SYNOPSIS: Miss Pintassilgo's appointment ends six weeks of political uncertainty in Portugal following the resignation of Dr. Carlos Mota Pinto's apolitical government. The new Prime Minster also has no party affiliations. She was Social affairs Minister in two provisional governments after the 1974 revolution and has been Portuguese ambassador to the United Nations body UNESCO, since 1975. Miss Pintassilgo told newsmen that she felt it was her duty to accept the task of seeing the country through to the general elections. She said she was confident of overcoming the reservations expressed by some political leaders and hoped to complete her government by the end of next week.
The new Prime Minister faces many economic problems. Dr. Pinto's six months in office were dogged by left-wing opposition to his austerity measures. Continuing political uncertainty could impede negotiations with the International Monetary fund for vital stand-by credit.

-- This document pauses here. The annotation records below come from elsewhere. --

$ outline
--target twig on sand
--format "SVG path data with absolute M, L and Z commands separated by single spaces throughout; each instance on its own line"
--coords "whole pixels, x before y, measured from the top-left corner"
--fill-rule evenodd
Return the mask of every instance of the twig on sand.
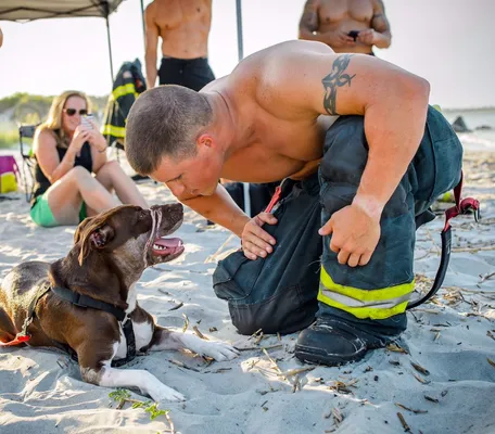
M 403 348 L 402 346 L 398 346 L 397 344 L 389 344 L 385 347 L 389 352 L 393 353 L 402 353 L 402 354 L 409 354 L 409 352 L 406 348 Z
M 452 252 L 458 253 L 458 252 L 486 252 L 486 251 L 495 251 L 495 246 L 493 245 L 482 245 L 480 247 L 453 247 Z
M 189 327 L 189 318 L 186 314 L 182 314 L 182 317 L 183 317 L 182 333 L 186 333 L 186 330 L 188 330 L 188 327 Z
M 402 412 L 397 412 L 397 418 L 398 418 L 398 420 L 401 421 L 401 423 L 402 423 L 402 425 L 404 427 L 404 432 L 410 433 L 410 427 L 407 424 L 406 420 L 404 419 L 404 416 L 402 416 Z
M 175 427 L 174 427 L 174 422 L 172 421 L 170 417 L 168 416 L 168 412 L 165 413 L 165 418 L 167 419 L 168 425 L 170 426 L 170 433 L 175 434 Z
M 402 404 L 399 404 L 399 403 L 395 403 L 395 405 L 396 405 L 397 407 L 403 408 L 404 410 L 411 411 L 411 412 L 414 412 L 415 414 L 428 413 L 428 410 L 415 410 L 414 408 L 406 407 L 406 406 L 404 406 L 404 405 L 402 405 Z
M 256 339 L 259 333 L 263 333 L 263 329 L 256 330 L 250 337 L 248 337 L 248 341 L 251 339 Z
M 168 309 L 168 311 L 180 309 L 182 306 L 183 306 L 183 303 L 180 302 L 178 305 L 175 305 L 174 307 L 170 307 L 170 308 Z
M 412 373 L 412 375 L 415 376 L 416 380 L 418 380 L 422 384 L 430 384 L 431 383 L 431 381 L 424 380 L 422 376 L 419 376 L 416 373 Z
M 194 371 L 194 372 L 200 372 L 199 369 L 195 369 L 195 368 L 190 367 L 190 366 L 188 366 L 188 365 L 186 365 L 186 363 L 182 363 L 182 362 L 179 361 L 179 360 L 168 359 L 168 361 L 169 361 L 170 363 L 177 365 L 177 366 L 180 367 L 180 368 L 189 369 L 190 371 Z
M 198 329 L 198 326 L 194 326 L 192 328 L 192 330 L 194 330 L 194 333 L 198 334 L 198 336 L 201 337 L 202 340 L 210 341 L 203 333 L 200 332 L 200 329 Z
M 265 353 L 265 356 L 268 357 L 268 360 L 270 361 L 271 365 L 274 365 L 274 369 L 280 373 L 284 380 L 287 380 L 285 375 L 283 374 L 282 370 L 279 368 L 278 363 L 271 358 L 271 356 L 268 354 L 268 352 L 263 348 L 263 353 Z
M 478 282 L 478 284 L 483 283 L 485 280 L 488 280 L 495 276 L 495 271 L 486 275 L 480 275 L 481 280 Z
M 263 337 L 265 337 L 265 334 L 263 333 L 263 331 L 261 331 L 254 340 L 254 345 L 259 345 L 259 342 L 262 342 Z
M 421 365 L 415 363 L 414 361 L 410 362 L 412 368 L 415 368 L 418 372 L 421 372 L 424 375 L 430 375 L 430 371 L 424 369 Z
M 307 367 L 307 368 L 300 368 L 300 369 L 291 369 L 285 372 L 279 372 L 277 376 L 293 376 L 293 375 L 299 375 L 300 373 L 303 372 L 309 372 L 313 371 L 316 367 Z
M 276 345 L 268 345 L 268 346 L 246 346 L 244 348 L 237 348 L 240 352 L 259 352 L 263 349 L 272 349 L 272 348 L 280 348 L 282 347 L 282 344 L 276 344 Z

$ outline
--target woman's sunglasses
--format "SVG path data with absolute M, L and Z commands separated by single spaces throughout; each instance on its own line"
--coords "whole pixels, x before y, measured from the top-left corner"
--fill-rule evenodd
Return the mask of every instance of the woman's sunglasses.
M 77 113 L 76 108 L 64 108 L 64 112 L 67 114 L 67 116 L 74 116 Z M 88 114 L 88 111 L 86 108 L 79 110 L 79 115 L 80 116 L 86 116 Z

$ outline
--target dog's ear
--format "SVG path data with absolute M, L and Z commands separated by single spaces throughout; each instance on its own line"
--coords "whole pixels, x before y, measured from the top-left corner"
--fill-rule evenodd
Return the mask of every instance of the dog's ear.
M 113 240 L 114 233 L 114 229 L 105 222 L 100 226 L 86 225 L 79 235 L 79 265 L 82 266 L 82 261 L 89 255 L 91 248 L 103 248 L 107 245 Z
M 77 227 L 76 233 L 74 233 L 74 244 L 77 244 L 81 238 L 85 229 L 88 227 L 88 225 L 92 221 L 94 217 L 86 217 Z

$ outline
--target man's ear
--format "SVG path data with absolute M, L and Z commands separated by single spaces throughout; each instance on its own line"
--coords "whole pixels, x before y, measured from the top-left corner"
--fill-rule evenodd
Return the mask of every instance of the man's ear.
M 79 253 L 79 265 L 82 266 L 82 261 L 89 255 L 91 248 L 101 250 L 105 247 L 114 238 L 114 229 L 103 222 L 101 226 L 92 227 L 93 225 L 87 225 L 80 235 L 80 253 Z

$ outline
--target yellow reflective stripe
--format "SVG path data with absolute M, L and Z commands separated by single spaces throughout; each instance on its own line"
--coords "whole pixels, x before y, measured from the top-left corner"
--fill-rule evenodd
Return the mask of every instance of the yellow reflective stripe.
M 329 296 L 325 295 L 321 290 L 318 293 L 318 302 L 325 303 L 341 310 L 345 310 L 346 312 L 350 312 L 359 319 L 386 319 L 393 317 L 394 315 L 404 312 L 407 307 L 407 302 L 401 303 L 397 306 L 388 309 L 376 307 L 348 307 L 331 299 Z
M 382 288 L 372 291 L 359 290 L 353 286 L 344 286 L 335 283 L 323 267 L 321 267 L 320 281 L 328 290 L 358 299 L 360 302 L 377 302 L 385 299 L 389 301 L 392 298 L 402 297 L 403 295 L 409 294 L 415 290 L 414 280 L 409 283 L 403 283 L 399 285 Z
M 113 137 L 126 137 L 126 129 L 124 127 L 115 127 L 113 125 L 106 124 L 103 126 L 103 136 L 113 136 Z
M 372 291 L 344 286 L 335 283 L 327 270 L 321 267 L 318 301 L 345 310 L 359 319 L 385 319 L 406 310 L 414 289 L 414 280 L 409 283 Z
M 112 91 L 112 97 L 116 101 L 118 98 L 126 94 L 134 93 L 135 98 L 138 98 L 138 92 L 136 92 L 135 85 L 128 82 L 127 85 L 118 86 Z

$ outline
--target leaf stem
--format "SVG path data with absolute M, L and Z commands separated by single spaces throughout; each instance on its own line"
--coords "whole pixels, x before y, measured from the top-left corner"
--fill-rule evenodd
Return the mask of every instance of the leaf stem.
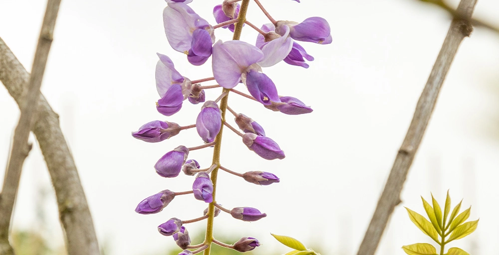
M 248 12 L 248 5 L 250 4 L 250 0 L 243 0 L 241 3 L 241 7 L 239 10 L 239 15 L 238 17 L 239 21 L 236 24 L 236 29 L 234 29 L 234 35 L 233 40 L 239 40 L 241 36 L 241 32 L 243 31 L 243 25 L 246 20 L 246 12 Z M 228 102 L 229 100 L 229 93 L 231 90 L 224 88 L 223 92 L 227 93 L 227 95 L 224 97 L 220 102 L 220 110 L 222 111 L 222 120 L 225 122 L 225 113 L 227 110 Z M 215 204 L 216 203 L 217 194 L 217 177 L 218 174 L 218 166 L 220 165 L 220 150 L 222 147 L 222 138 L 224 126 L 220 128 L 220 131 L 215 138 L 215 146 L 213 150 L 213 159 L 212 164 L 217 166 L 212 172 L 211 179 L 213 183 L 213 202 L 210 203 L 208 206 L 208 219 L 206 224 L 206 235 L 205 237 L 205 243 L 207 244 L 207 247 L 203 252 L 204 255 L 210 255 L 210 248 L 212 243 L 215 239 L 213 238 L 213 220 L 215 218 Z

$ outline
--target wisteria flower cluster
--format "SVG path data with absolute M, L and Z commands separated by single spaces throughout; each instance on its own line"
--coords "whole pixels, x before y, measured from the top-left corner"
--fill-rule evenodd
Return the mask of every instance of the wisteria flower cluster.
M 221 169 L 259 185 L 279 182 L 279 179 L 269 172 L 250 171 L 240 173 L 223 166 L 220 154 L 223 126 L 240 135 L 248 149 L 263 158 L 282 159 L 285 155 L 277 143 L 266 136 L 261 126 L 229 106 L 228 95 L 231 92 L 241 95 L 245 99 L 257 101 L 268 109 L 284 114 L 312 112 L 311 108 L 298 99 L 279 95 L 272 80 L 262 72 L 262 68 L 281 61 L 308 68 L 306 61 L 311 61 L 314 58 L 296 41 L 330 43 L 332 37 L 329 24 L 319 17 L 310 17 L 300 23 L 276 20 L 258 0 L 254 0 L 270 21 L 259 28 L 246 19 L 250 0 L 243 0 L 241 4 L 238 2 L 241 0 L 225 0 L 214 7 L 213 15 L 217 24 L 212 25 L 188 5 L 193 0 L 165 0 L 167 6 L 163 11 L 163 21 L 170 45 L 176 51 L 186 54 L 187 61 L 194 65 L 204 65 L 211 57 L 213 76 L 191 80 L 175 69 L 169 57 L 158 53 L 159 59 L 156 67 L 156 89 L 160 96 L 156 102 L 158 112 L 170 117 L 181 110 L 186 100 L 194 105 L 203 104 L 195 124 L 181 126 L 168 121 L 154 121 L 144 125 L 132 134 L 146 142 L 158 142 L 178 134 L 182 130 L 196 128 L 204 143 L 191 147 L 178 146 L 165 154 L 154 165 L 156 172 L 163 177 L 174 178 L 181 172 L 195 175 L 192 189 L 181 192 L 163 190 L 141 202 L 135 211 L 142 214 L 157 213 L 176 196 L 192 194 L 196 199 L 208 204 L 203 216 L 191 220 L 172 218 L 158 227 L 160 234 L 173 236 L 177 245 L 184 250 L 179 255 L 203 251 L 208 255 L 212 243 L 240 252 L 251 251 L 260 246 L 255 238 L 243 237 L 235 244 L 229 245 L 213 237 L 213 218 L 221 211 L 244 221 L 257 221 L 266 216 L 256 208 L 242 207 L 229 210 L 218 203 L 215 196 L 218 171 Z M 245 24 L 259 33 L 254 45 L 239 40 Z M 215 37 L 215 30 L 222 28 L 234 32 L 233 40 L 223 41 Z M 217 84 L 204 84 L 212 81 Z M 241 83 L 250 95 L 235 89 Z M 205 90 L 221 87 L 222 91 L 218 98 L 207 100 Z M 241 131 L 226 121 L 227 111 L 234 115 Z M 190 152 L 209 147 L 213 147 L 211 164 L 200 164 L 190 158 Z M 205 240 L 201 244 L 191 245 L 185 225 L 205 219 L 207 220 Z

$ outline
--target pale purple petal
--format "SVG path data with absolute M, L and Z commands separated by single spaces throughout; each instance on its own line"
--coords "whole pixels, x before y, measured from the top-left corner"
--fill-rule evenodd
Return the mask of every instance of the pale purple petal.
M 236 87 L 243 72 L 263 58 L 259 49 L 239 40 L 217 42 L 213 45 L 213 76 L 219 84 L 226 89 Z

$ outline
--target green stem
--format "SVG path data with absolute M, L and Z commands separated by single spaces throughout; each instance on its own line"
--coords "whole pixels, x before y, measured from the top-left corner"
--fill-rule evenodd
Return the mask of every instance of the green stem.
M 241 32 L 243 31 L 243 25 L 246 21 L 246 12 L 248 9 L 248 4 L 250 3 L 250 0 L 243 0 L 241 3 L 241 7 L 239 10 L 239 14 L 238 18 L 239 21 L 236 24 L 236 29 L 234 30 L 234 36 L 233 40 L 239 40 L 241 36 Z M 224 97 L 220 102 L 220 110 L 222 111 L 222 120 L 225 122 L 225 113 L 227 110 L 227 102 L 229 100 L 229 93 L 230 89 L 224 89 L 223 93 L 227 93 L 227 95 Z M 220 131 L 217 135 L 215 138 L 215 146 L 213 149 L 213 164 L 217 165 L 217 167 L 212 172 L 211 179 L 213 183 L 213 202 L 210 203 L 208 206 L 208 219 L 206 224 L 206 236 L 205 237 L 205 243 L 207 244 L 208 247 L 203 252 L 203 255 L 210 255 L 210 251 L 212 246 L 212 243 L 214 240 L 213 238 L 213 219 L 215 218 L 215 203 L 216 203 L 216 195 L 217 192 L 217 177 L 218 174 L 219 167 L 220 166 L 220 149 L 222 147 L 222 131 L 224 130 L 224 125 L 220 127 Z

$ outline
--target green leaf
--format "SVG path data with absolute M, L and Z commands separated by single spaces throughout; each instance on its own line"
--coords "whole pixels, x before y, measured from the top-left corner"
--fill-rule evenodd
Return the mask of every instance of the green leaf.
M 425 219 L 425 217 L 421 216 L 421 214 L 407 207 L 405 208 L 407 210 L 407 213 L 409 213 L 409 217 L 412 221 L 412 222 L 418 228 L 419 228 L 419 229 L 424 232 L 425 234 L 432 238 L 432 239 L 433 239 L 434 241 L 440 244 L 440 243 L 438 241 L 438 233 L 437 233 L 437 231 L 433 228 L 432 224 L 428 220 Z
M 284 255 L 315 255 L 317 254 L 313 251 L 291 251 Z
M 475 231 L 477 229 L 477 227 L 478 226 L 478 221 L 479 220 L 475 221 L 469 221 L 458 227 L 451 234 L 451 237 L 449 238 L 449 240 L 447 242 L 448 243 L 453 240 L 461 239 L 473 233 L 473 231 Z
M 430 221 L 432 222 L 433 227 L 440 234 L 441 233 L 440 227 L 438 225 L 438 222 L 437 221 L 437 218 L 435 217 L 435 212 L 433 210 L 433 208 L 432 207 L 432 206 L 430 205 L 430 204 L 428 204 L 428 202 L 426 202 L 426 200 L 424 198 L 423 198 L 422 196 L 421 196 L 421 199 L 423 200 L 423 207 L 425 208 L 425 211 L 426 211 L 426 214 L 428 215 Z
M 290 248 L 293 249 L 294 250 L 297 250 L 298 251 L 306 251 L 307 248 L 305 247 L 303 244 L 300 243 L 300 241 L 289 237 L 286 237 L 284 236 L 277 236 L 277 235 L 274 235 L 273 234 L 270 234 L 274 238 L 277 240 L 278 241 L 281 242 L 283 245 Z M 298 255 L 297 254 L 296 255 Z M 299 255 L 301 255 L 300 254 Z
M 464 212 L 458 215 L 458 217 L 456 217 L 456 219 L 452 221 L 452 222 L 451 223 L 451 226 L 449 228 L 449 233 L 452 232 L 456 228 L 460 225 L 461 223 L 463 223 L 468 219 L 468 217 L 470 217 L 470 211 L 471 210 L 471 207 L 470 206 L 469 208 L 465 210 Z
M 414 244 L 402 246 L 409 255 L 437 255 L 437 249 L 430 244 Z
M 461 201 L 458 204 L 458 205 L 456 206 L 456 207 L 454 207 L 454 209 L 452 210 L 452 213 L 451 214 L 451 218 L 449 219 L 449 225 L 451 225 L 451 223 L 452 223 L 452 221 L 454 219 L 454 217 L 455 217 L 456 216 L 458 215 L 458 213 L 459 212 L 459 209 L 461 209 L 461 203 L 462 202 L 463 200 L 461 200 Z
M 444 225 L 442 223 L 442 209 L 440 209 L 440 205 L 438 204 L 437 200 L 433 197 L 433 194 L 432 194 L 432 201 L 433 201 L 433 210 L 435 212 L 435 217 L 437 218 L 437 222 L 438 222 L 440 229 L 443 230 Z
M 447 255 L 470 255 L 470 254 L 459 248 L 451 248 L 447 252 Z
M 449 213 L 451 212 L 451 196 L 449 195 L 449 190 L 447 190 L 447 197 L 445 199 L 445 207 L 444 208 L 444 222 L 442 226 L 445 227 L 447 221 Z

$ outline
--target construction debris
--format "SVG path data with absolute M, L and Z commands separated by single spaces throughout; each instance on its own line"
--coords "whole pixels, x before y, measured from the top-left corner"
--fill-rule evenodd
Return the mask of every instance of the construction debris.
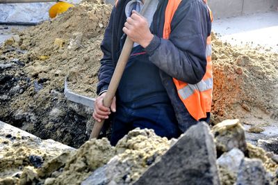
M 85 143 L 91 110 L 67 102 L 64 81 L 74 92 L 96 97 L 111 9 L 101 0 L 83 1 L 0 47 L 0 119 L 42 139 L 81 146 L 54 150 L 1 127 L 0 184 L 276 184 L 277 155 L 248 143 L 243 123 L 261 134 L 278 120 L 278 54 L 231 47 L 215 34 L 211 131 L 200 123 L 177 140 L 135 129 L 115 147 L 105 138 Z M 234 118 L 240 121 L 225 120 Z
M 228 131 L 223 133 L 230 137 Z M 227 140 L 224 137 L 223 134 L 223 140 Z M 177 184 L 185 181 L 198 184 L 245 184 L 240 183 L 253 182 L 256 178 L 259 182 L 270 184 L 254 184 L 277 182 L 278 163 L 263 149 L 248 144 L 245 155 L 234 147 L 217 159 L 219 151 L 213 140 L 212 131 L 204 122 L 192 127 L 177 140 L 161 138 L 153 130 L 136 129 L 115 147 L 107 138 L 93 139 L 77 150 L 64 151 L 57 156 L 49 153 L 29 156 L 28 160 L 33 162 L 6 166 L 0 172 L 0 184 L 150 184 L 154 182 Z M 28 145 L 29 150 L 35 152 L 33 147 Z M 9 151 L 4 151 L 3 155 L 10 155 Z

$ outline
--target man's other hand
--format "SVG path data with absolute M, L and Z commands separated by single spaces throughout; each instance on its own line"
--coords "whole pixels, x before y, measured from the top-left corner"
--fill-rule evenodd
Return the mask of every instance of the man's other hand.
M 146 18 L 136 10 L 133 10 L 131 16 L 126 19 L 122 31 L 132 41 L 144 48 L 149 45 L 154 38 Z
M 97 122 L 101 122 L 104 119 L 108 119 L 108 115 L 111 113 L 111 110 L 113 113 L 116 111 L 116 97 L 114 97 L 111 106 L 109 108 L 104 105 L 104 97 L 106 92 L 102 93 L 99 97 L 97 97 L 95 102 L 94 113 L 92 117 Z

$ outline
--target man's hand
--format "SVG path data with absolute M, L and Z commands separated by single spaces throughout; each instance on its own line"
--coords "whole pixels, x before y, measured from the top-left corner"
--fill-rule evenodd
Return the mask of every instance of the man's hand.
M 104 119 L 108 119 L 108 115 L 111 113 L 111 111 L 115 113 L 116 111 L 116 97 L 112 102 L 111 106 L 107 108 L 104 106 L 104 97 L 106 92 L 102 93 L 99 97 L 97 97 L 95 102 L 95 108 L 94 113 L 92 113 L 92 117 L 97 122 L 101 122 Z
M 144 48 L 149 45 L 154 38 L 147 19 L 136 10 L 133 10 L 131 16 L 126 19 L 122 31 L 132 41 Z

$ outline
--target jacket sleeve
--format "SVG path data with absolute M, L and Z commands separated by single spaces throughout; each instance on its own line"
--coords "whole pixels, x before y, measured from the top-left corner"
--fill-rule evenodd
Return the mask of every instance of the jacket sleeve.
M 108 25 L 105 30 L 104 39 L 101 45 L 101 49 L 104 54 L 104 56 L 100 60 L 101 66 L 99 67 L 98 74 L 99 83 L 97 87 L 97 94 L 99 95 L 103 92 L 107 90 L 115 70 L 115 66 L 112 60 L 111 51 L 112 26 L 115 8 L 114 6 L 110 16 Z
M 195 84 L 206 73 L 206 38 L 211 22 L 201 1 L 182 1 L 171 22 L 169 40 L 154 36 L 145 48 L 149 58 L 161 70 L 180 81 Z

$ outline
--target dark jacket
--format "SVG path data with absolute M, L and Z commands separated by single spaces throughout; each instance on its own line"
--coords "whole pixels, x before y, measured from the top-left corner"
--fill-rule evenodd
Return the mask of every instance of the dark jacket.
M 124 8 L 129 1 L 120 0 L 112 10 L 101 46 L 104 57 L 99 72 L 98 94 L 108 88 L 119 58 L 120 40 L 126 19 Z M 197 121 L 190 115 L 179 99 L 172 77 L 190 84 L 202 80 L 206 73 L 206 38 L 211 34 L 211 22 L 203 0 L 183 0 L 174 15 L 169 40 L 162 39 L 167 1 L 159 1 L 152 22 L 155 36 L 145 50 L 149 61 L 160 69 L 179 127 L 185 131 Z

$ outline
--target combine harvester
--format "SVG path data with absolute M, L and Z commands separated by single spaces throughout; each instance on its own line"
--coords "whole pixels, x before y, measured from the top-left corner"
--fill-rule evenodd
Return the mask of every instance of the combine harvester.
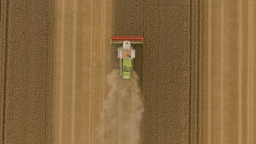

The appointment has been favourable received by the country's Communist party. The socialists -- led by former premier Mario Soares -- are also believed to have no objections. But many of the centre-right parties have expressed concern, accusing Miss Pintassilgo of having leftist and third-world sympathies.
At Wednesday's (18 July) meeting of the central communist committee party leader, Alvaro Cunhal welcomed the prospect of Miss Pintassilgo's government -- providing her policies were not controversial and led to an early general election.